All of lore.kernel.org
 help / color / mirror / Atom feed
* raid1 with several old drives and a big new one
@ 2020-07-31  0:16 Eric Wong
  2020-07-31  2:57 ` Chris Murphy
                   ` (2 more replies)
  0 siblings, 3 replies; 9+ messages in thread
From: Eric Wong @ 2020-07-31  0:16 UTC (permalink / raw)
  To: linux-btrfs

Say I have three ancient 2TB HDDs and one new 6TB HDD, is there
a way I can ensure one raid1 copy of the data stays on the new
6TB HDD?

I expect the 2TB HDDs to fail sooner than the 6TB HDD given
their age (>5 years).

The devid balance filter only affects data which already exists
on the device, so that isn't suitable for this, right?

Thanks in advance.

^ permalink raw reply	[flat|nested] 9+ messages in thread

* Re: raid1 with several old drives and a big new one
  2020-07-31  0:16 raid1 with several old drives and a big new one Eric Wong
@ 2020-07-31  2:57 ` Chris Murphy
  2020-07-31  3:22   ` Eric Wong
  2020-08-01  9:05   ` Roman Mamedov
  2020-07-31  8:29 ` Alberto Bursi
  2020-07-31 16:13 ` Adam Borowski
  2 siblings, 2 replies; 9+ messages in thread
From: Chris Murphy @ 2020-07-31  2:57 UTC (permalink / raw)
  To: Eric Wong; +Cc: Btrfs BTRFS

(first attempt did not go to the list)


On Thu, Jul 30, 2020 at 6:16 PM Eric Wong <e@80x24.org> wrote:
>
> Say I have three ancient 2TB HDDs and one new 6TB HDD, is there
> a way I can ensure one raid1 copy of the data stays on the new
> 6TB HDD?

Yes. Use mdadm --level=linear --raid-devices=2 to concatenate the two
2TB drives. Or use LVM (linear by default). Leave the 6TB out of this
regime. And now you have two block devices (one is the concat virtual
device) to do a raid1 with btrfs, and the 6TB will always get one of
the raid1 chunks.

There isn't a way to do this with btrfs alone.

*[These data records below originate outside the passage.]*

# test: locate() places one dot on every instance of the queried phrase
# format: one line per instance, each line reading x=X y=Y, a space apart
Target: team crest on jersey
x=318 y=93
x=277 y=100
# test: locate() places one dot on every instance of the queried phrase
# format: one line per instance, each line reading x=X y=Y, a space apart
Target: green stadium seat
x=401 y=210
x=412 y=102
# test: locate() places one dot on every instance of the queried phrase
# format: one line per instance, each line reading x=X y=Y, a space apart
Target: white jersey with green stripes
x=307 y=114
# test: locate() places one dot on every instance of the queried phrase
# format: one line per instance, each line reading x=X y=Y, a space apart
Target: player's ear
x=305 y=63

When one of the 2TB fails, there's some likelihood that it'll behave
like a partially failing device. Some reads and writes will succeed,
others won't. So you'll need to be prepared strategy wise what to do.
Ideal scenario is a new 4+TB drive, and use 'btrfs replace' to replace
the md concat device. Due to the large number of errors possible with
the 'btrfs replace' you might want to use -r option.

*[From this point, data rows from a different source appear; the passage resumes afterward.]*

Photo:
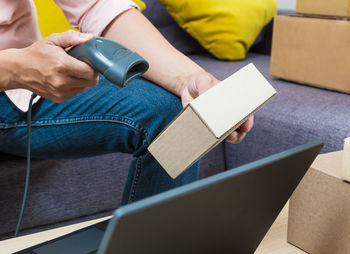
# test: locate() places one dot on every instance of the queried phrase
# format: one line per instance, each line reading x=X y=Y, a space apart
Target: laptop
x=226 y=213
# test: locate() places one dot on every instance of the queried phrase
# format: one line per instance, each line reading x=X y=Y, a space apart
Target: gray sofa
x=298 y=114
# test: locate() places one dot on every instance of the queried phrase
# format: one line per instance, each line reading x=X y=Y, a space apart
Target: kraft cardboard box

Following successful replace, an option is to break the 2x 2TB mdadm
concat apart, send the dead drive off for grinding, and the good 2TB
you can add as a 3rd device to the Btrfs. If it dies, same thing.
Preferably use 'btrfs replace' - it's faster and more reliable than
'btrfs delete missing'.

And on second thought...

You might do some rudimentary read/write benchmarks on all three
drives. I haven't found btrfs to be fussy about speed differences
between raid1 member drives. But if it turns out either of the 2TB's
are slower than the 6TB, you could do raid0 instead of linear. If so,
I suggest either 32Kib or 64KiB for mdadm --chunk size. Default is
512KiB. Not great for metadata centric workloads.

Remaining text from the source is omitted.